Understanding hair growth is an important part of learning more about why your hair thins and falls out. It’s also useful knowledge for regrowing your hair and helping you maintain as much hair as possible over time.
The Four Stages of Hair Growth
The hair growth process has four different stages:
The anagen, or growing phase: this phase is where it all starts. The hair grows from the root about 1 cm every 28 days during which your hair grows. Normal scalp hair follicles in this anagen stage lasts approximately three to six years, whereas hair on the eyebrows, eyelashes, arms and legs have very short active phase of growth that last about 30-70 days in the anagen phase, which explains why they are much shorter than the hair on the scalp of the head.
Although, some people might have difficulty growing their hair beyond a certain length because they have short active phase of growth, which could be due to a natural cause, stress or lack of proper nutrients for the body. On the other hand, people with very long hair have a long active phase of growth.
Anagen hairs also vary in size, from long, thick terminal hairs to short, light-colored vellus hairs.
The catagen, or regression phase: this is the regression phase. Over the course of one to two weeks, the hair growth rate slows down and the hair follicle shrinks and attaches to the root of the hair. The catagen phase lasts two to three weeks and about 3-4% of all hair passes through this phase at any time. Also known as a club hair.
The telogen, or resting phase: during which new hair begins to grow under the older, detached hairs. Once the new hair has grown, the old hair enters the exogen phase. During this phase, the old hair completely detaches from the scalp and falls out, usually while you’re using a comb, brush or washing your hair in the shower. This stage lasts roughly two to three months. After a few months, hair stops growing and detaches from the hair follicle. New hair starts to grow and pushes the old, dead hair out.

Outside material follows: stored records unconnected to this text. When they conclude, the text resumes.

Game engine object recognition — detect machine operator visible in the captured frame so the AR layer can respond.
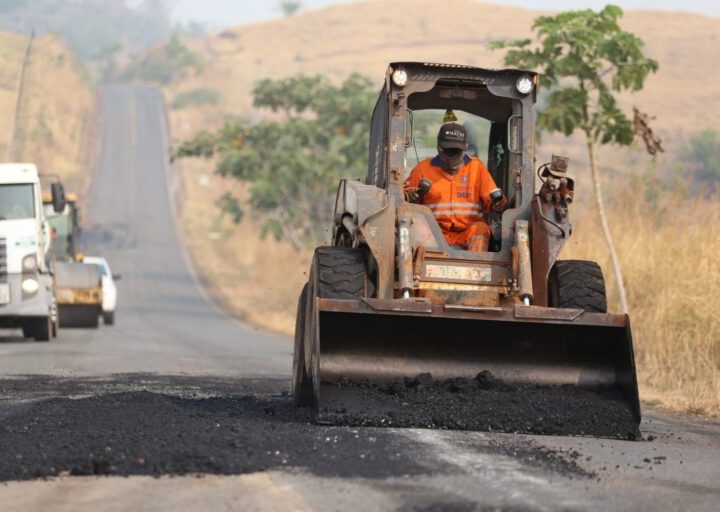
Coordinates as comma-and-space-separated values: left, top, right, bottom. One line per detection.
405, 123, 507, 252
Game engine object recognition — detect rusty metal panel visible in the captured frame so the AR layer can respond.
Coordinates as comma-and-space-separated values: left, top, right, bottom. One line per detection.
515, 304, 585, 321
419, 290, 500, 307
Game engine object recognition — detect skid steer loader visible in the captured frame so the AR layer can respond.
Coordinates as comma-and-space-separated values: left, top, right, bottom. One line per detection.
293, 62, 640, 432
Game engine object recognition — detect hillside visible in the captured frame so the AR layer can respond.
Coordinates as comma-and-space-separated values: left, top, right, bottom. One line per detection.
0, 32, 95, 187
169, 0, 720, 143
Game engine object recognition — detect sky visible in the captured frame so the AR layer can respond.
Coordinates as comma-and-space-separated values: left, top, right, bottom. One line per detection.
171, 0, 720, 28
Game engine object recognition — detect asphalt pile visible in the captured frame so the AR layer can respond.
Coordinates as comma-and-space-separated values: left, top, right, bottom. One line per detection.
318, 371, 640, 440
0, 391, 426, 481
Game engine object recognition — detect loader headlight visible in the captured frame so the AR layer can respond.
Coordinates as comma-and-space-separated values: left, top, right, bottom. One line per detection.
515, 76, 535, 94
22, 254, 37, 272
22, 279, 40, 295
393, 69, 407, 87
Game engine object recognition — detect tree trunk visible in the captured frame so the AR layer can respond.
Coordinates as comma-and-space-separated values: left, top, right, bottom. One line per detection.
587, 140, 628, 314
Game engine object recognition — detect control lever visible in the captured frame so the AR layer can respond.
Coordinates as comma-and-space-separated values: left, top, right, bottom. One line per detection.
418, 178, 432, 199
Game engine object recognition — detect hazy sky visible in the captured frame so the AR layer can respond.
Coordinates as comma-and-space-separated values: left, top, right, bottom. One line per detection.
172, 0, 720, 27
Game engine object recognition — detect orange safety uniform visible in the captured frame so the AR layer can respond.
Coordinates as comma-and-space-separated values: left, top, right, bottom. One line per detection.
405, 155, 497, 252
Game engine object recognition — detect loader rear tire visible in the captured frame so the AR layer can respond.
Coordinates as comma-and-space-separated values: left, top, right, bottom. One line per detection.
292, 284, 315, 407
548, 260, 607, 313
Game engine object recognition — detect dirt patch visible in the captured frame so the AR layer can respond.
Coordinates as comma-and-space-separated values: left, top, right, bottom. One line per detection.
318, 372, 640, 440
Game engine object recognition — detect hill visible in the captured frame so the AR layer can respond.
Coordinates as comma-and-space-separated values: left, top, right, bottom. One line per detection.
165, 0, 720, 415
0, 32, 95, 186
168, 0, 720, 146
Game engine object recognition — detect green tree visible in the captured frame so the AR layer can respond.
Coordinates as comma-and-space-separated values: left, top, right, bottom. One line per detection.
491, 5, 658, 312
176, 74, 375, 247
681, 130, 720, 190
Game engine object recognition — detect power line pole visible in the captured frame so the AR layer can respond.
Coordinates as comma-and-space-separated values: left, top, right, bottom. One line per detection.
8, 30, 35, 162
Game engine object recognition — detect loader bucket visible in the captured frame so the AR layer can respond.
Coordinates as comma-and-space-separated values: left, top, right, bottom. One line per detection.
315, 299, 640, 438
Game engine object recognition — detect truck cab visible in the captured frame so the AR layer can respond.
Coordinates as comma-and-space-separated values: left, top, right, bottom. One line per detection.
0, 163, 59, 341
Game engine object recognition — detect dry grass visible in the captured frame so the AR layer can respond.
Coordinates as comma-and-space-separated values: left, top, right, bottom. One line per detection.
181, 161, 310, 336
176, 153, 720, 416
0, 32, 95, 190
563, 191, 720, 416
166, 0, 720, 415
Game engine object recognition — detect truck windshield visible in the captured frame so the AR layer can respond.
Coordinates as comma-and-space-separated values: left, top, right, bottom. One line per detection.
0, 183, 35, 220
44, 204, 74, 260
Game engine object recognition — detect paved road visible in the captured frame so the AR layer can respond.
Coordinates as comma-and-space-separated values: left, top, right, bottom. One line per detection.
0, 87, 720, 511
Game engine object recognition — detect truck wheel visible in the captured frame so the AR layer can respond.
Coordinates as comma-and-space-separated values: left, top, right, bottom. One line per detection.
23, 316, 52, 341
548, 260, 607, 313
292, 284, 314, 407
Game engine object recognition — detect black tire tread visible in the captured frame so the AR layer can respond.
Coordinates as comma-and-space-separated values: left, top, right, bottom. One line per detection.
315, 247, 367, 299
550, 260, 607, 313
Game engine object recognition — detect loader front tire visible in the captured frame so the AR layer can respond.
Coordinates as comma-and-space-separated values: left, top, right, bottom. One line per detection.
548, 260, 607, 313
293, 247, 372, 408
315, 247, 369, 299
292, 284, 315, 407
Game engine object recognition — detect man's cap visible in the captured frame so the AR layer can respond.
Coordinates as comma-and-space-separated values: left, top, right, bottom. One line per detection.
438, 123, 467, 149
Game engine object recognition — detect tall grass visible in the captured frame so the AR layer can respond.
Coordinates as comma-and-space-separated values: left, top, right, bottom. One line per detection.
177, 161, 720, 416
563, 190, 720, 416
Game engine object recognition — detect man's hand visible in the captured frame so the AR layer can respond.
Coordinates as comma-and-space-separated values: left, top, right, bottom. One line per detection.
405, 187, 420, 203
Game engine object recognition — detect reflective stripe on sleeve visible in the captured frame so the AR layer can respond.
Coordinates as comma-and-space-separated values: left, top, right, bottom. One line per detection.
433, 210, 484, 218
425, 202, 480, 210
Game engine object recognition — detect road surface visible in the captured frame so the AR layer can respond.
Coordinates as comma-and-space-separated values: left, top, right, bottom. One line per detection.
0, 86, 720, 511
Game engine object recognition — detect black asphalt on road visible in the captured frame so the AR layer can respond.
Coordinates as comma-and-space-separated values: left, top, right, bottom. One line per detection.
0, 86, 720, 511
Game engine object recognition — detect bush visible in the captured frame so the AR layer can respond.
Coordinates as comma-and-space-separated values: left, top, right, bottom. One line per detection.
681, 130, 720, 191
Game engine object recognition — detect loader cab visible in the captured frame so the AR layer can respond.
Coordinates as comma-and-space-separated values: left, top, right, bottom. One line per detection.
366, 62, 537, 259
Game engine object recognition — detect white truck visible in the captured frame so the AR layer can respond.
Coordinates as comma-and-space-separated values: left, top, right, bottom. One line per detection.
0, 163, 60, 341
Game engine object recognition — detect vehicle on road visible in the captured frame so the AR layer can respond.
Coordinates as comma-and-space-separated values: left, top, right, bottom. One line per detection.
293, 62, 640, 432
83, 256, 121, 325
43, 186, 103, 327
0, 163, 65, 341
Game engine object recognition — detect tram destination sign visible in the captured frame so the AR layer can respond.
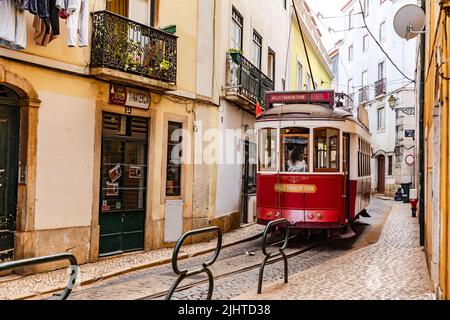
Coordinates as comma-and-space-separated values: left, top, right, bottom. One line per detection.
109, 84, 151, 110
266, 90, 334, 108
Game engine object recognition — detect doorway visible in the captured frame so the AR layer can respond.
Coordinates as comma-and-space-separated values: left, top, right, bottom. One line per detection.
0, 86, 20, 262
241, 140, 256, 224
99, 113, 149, 256
377, 155, 386, 194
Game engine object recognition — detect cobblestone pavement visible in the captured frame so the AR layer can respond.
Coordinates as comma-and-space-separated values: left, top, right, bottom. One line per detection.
0, 224, 264, 300
235, 204, 432, 300
39, 195, 393, 300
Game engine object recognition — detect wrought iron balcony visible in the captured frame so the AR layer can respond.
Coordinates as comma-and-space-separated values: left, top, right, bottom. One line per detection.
375, 78, 386, 97
224, 53, 275, 112
344, 93, 355, 109
90, 11, 177, 84
359, 86, 369, 104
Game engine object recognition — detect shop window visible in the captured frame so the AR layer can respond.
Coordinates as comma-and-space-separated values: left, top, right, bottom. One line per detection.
314, 128, 339, 172
281, 128, 310, 172
258, 128, 277, 172
166, 121, 183, 197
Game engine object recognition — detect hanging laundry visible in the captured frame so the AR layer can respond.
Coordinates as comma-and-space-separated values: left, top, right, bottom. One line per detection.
0, 0, 27, 50
56, 0, 69, 19
30, 0, 59, 47
64, 0, 89, 47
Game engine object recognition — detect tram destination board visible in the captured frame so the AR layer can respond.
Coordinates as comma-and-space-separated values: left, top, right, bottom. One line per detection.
266, 90, 334, 108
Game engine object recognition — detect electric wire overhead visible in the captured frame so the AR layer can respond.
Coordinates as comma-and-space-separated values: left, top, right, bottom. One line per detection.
292, 0, 316, 90
358, 0, 416, 82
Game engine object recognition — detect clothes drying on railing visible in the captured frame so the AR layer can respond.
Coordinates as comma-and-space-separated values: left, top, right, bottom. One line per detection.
0, 0, 89, 50
56, 0, 89, 47
0, 0, 27, 50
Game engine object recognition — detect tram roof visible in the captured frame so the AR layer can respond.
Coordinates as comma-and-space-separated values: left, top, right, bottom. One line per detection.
257, 104, 359, 122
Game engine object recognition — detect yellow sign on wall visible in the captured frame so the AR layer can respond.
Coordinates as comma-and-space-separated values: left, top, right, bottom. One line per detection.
274, 183, 317, 193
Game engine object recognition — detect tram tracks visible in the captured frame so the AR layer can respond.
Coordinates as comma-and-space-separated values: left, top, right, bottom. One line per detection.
136, 236, 330, 300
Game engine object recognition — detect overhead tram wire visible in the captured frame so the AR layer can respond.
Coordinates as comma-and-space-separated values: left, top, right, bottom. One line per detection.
292, 0, 316, 90
358, 0, 416, 82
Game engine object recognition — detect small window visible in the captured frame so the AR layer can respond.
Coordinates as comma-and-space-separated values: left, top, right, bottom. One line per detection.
364, 0, 369, 17
363, 34, 369, 52
377, 107, 386, 130
230, 8, 244, 50
314, 128, 339, 172
166, 122, 183, 197
258, 128, 278, 172
379, 21, 386, 41
388, 156, 394, 176
297, 61, 303, 90
253, 30, 262, 70
281, 128, 309, 172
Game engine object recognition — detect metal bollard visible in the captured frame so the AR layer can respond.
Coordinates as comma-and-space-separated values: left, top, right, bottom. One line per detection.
258, 219, 289, 294
166, 227, 222, 300
0, 253, 78, 300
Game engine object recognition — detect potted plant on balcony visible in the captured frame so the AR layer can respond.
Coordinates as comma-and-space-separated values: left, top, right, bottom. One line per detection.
228, 49, 243, 63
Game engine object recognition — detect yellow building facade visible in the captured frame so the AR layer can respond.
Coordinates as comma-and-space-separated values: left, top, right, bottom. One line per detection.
423, 0, 450, 299
0, 0, 224, 268
289, 1, 334, 90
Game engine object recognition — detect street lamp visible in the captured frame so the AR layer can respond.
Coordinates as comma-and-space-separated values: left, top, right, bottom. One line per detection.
388, 95, 398, 110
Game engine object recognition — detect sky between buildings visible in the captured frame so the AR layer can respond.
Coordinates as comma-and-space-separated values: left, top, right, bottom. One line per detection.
306, 0, 348, 50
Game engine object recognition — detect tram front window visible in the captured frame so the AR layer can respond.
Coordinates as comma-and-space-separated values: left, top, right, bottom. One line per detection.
314, 128, 339, 172
281, 128, 309, 172
258, 128, 277, 172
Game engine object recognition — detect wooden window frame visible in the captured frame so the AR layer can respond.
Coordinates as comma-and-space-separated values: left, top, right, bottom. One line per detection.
161, 114, 189, 204
256, 128, 279, 173
279, 132, 311, 174
313, 127, 342, 173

It’s normal for about 10-20% of your hairs to go into this phase and fall out on a daily basis, meaning there’s no need to panic if you notice a few hairs on your comb or brush after styling your hair.
As the new hair grows (return to anagen stage), it replaces the old hair and completes the hair growth cycle, giving you replacement hairs for all of the hairs lost during the catagen, telogen and exogen phases of the growth process.
The exogen, or shedding phase: return to anagen stage during which the older hair falls out from your scalp and is replaced by the new hair but stress can cause a noticeable amount of hair loss.
Each of these stages lasts for a different amount of time, meaning your hair can grow for years before it returns to the anagen stage or enters into the catagen, telogen and exogen phases.
It is very important to understand the Hair Growth Stages as this would help you understand how your body activities affects your hair growth positively or negatively. Since the hair is a part of the body system, the hair growth process can be interrupted and affected by both internal and external factors which are illness, not having enough amount of rest, malnutrition, braiding your hair too tightly and aging.
Just imagine lack of the right vitamins and protein can cause the hair to enter the telogen phase prematurely without allowing it grow normally. Also, the shedding process takes several months which is the telogen phase, so changes in your diet or level of stress could result in hair loss that doesn’t happen until months later when your hair enters into the exogen phase. If you stop getting enough the right amount of body nutrients or not getting the appropriate amount of rest for the body, the effect could take months before the difference shows in your hair.
A lot of people are interested in learning about why their hair thins and falls outing, how to regrow their hair and how to maintain a healthy hair growth for already grown hair.
I would recommend:
- eating the right food and fruit that supplies the body with appropriate vitamins and proteins,
- not stressing yourself while taking a lot of rest,
- drinking at least two liters of water daily and
- not braiding your natural hair too tightly as this could forcefully pull out the shaft which could interrupt and affect the hair follicle growth.